TRUMP: The former president wants a dramatic expansion of tariffs, proposing a levy of perhaps 10% or higher on nearly all imported foreign goods. Penalties would increase if trade partners manipulate their currencies or engage in other unfair trading practices. He would also urge Congress to pass legislation giving the president authority to impose a reciprocal tariff on any country that imposes one on the U.S. Much of his trade agenda has focused on China. Trump has proposed phasing out Chinese imports of essential goods including electronics, steel and pharmaceuticals and wants to ban Chinese companies from owning U.S. infrastructure in sectors such as energy, technology and farmland. Whether higher tariffs come from a Biden administration or a Trump one, they are likely to raise prices for consumers who have already faced higher costs from inflation.

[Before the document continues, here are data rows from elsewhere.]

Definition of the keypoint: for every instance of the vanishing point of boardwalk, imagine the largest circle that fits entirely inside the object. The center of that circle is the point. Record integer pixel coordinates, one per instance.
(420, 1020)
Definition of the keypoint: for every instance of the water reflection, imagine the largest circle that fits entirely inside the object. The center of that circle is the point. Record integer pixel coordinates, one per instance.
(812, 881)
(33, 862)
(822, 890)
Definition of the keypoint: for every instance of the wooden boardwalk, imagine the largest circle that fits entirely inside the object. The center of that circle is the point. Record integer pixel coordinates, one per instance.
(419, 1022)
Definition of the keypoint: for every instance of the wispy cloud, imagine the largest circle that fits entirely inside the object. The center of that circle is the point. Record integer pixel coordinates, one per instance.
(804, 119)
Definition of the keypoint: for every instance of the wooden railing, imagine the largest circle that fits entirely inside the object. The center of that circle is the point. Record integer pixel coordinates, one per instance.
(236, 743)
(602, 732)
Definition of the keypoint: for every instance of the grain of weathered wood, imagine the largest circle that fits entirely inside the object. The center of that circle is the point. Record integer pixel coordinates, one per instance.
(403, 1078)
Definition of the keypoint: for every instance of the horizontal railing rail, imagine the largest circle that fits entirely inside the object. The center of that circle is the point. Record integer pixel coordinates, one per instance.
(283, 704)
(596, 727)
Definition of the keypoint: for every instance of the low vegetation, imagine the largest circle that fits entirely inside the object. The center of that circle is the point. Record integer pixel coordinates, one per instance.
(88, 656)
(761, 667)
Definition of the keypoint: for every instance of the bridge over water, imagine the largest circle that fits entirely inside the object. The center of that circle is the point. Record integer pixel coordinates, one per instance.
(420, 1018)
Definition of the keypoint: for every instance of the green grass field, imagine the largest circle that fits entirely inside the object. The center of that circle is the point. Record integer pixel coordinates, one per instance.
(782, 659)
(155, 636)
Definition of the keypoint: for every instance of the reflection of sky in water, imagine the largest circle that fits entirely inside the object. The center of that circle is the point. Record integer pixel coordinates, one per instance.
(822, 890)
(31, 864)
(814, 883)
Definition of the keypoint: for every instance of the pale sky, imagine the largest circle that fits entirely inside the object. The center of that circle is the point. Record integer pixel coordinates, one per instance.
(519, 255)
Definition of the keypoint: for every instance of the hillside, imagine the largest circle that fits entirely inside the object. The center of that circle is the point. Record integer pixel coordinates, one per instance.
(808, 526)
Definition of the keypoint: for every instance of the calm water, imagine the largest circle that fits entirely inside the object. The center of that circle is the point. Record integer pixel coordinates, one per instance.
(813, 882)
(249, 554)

BIDEN: The president has proposed raising the corporate tax rate to 28% and the corporate minimum tax to 21% as a matter of “fundamental fairness” that will bring in more money to invest in Americans. The current corporate rate is 21% and the corporate minimum, raised under the Inflation Reduction Act, is at 15% for companies making more than $1 billion a year. Biden also wants to require billionaires to pay at least 25% of their income in taxes and to restore the child tax credit that was enacted under his 2021 COVID-19 relief package, but has since expired.
TRUMP: The former president has promised to extend the tax cuts he signed into law in 2017 and that are due to sunset at the end of 2025. That package permanently cut the corporate tax rate from 35% to 21%, and it roughly doubled the standard deduction and child tax credit. Trump has said he wants to trim the corporate tax rate further to 20% and that he would repeal any tax hikes that occurred under Biden. Trump also promised to eliminate taxes on tipped income should he win a second term -- even though doing so would likely require congressional approval.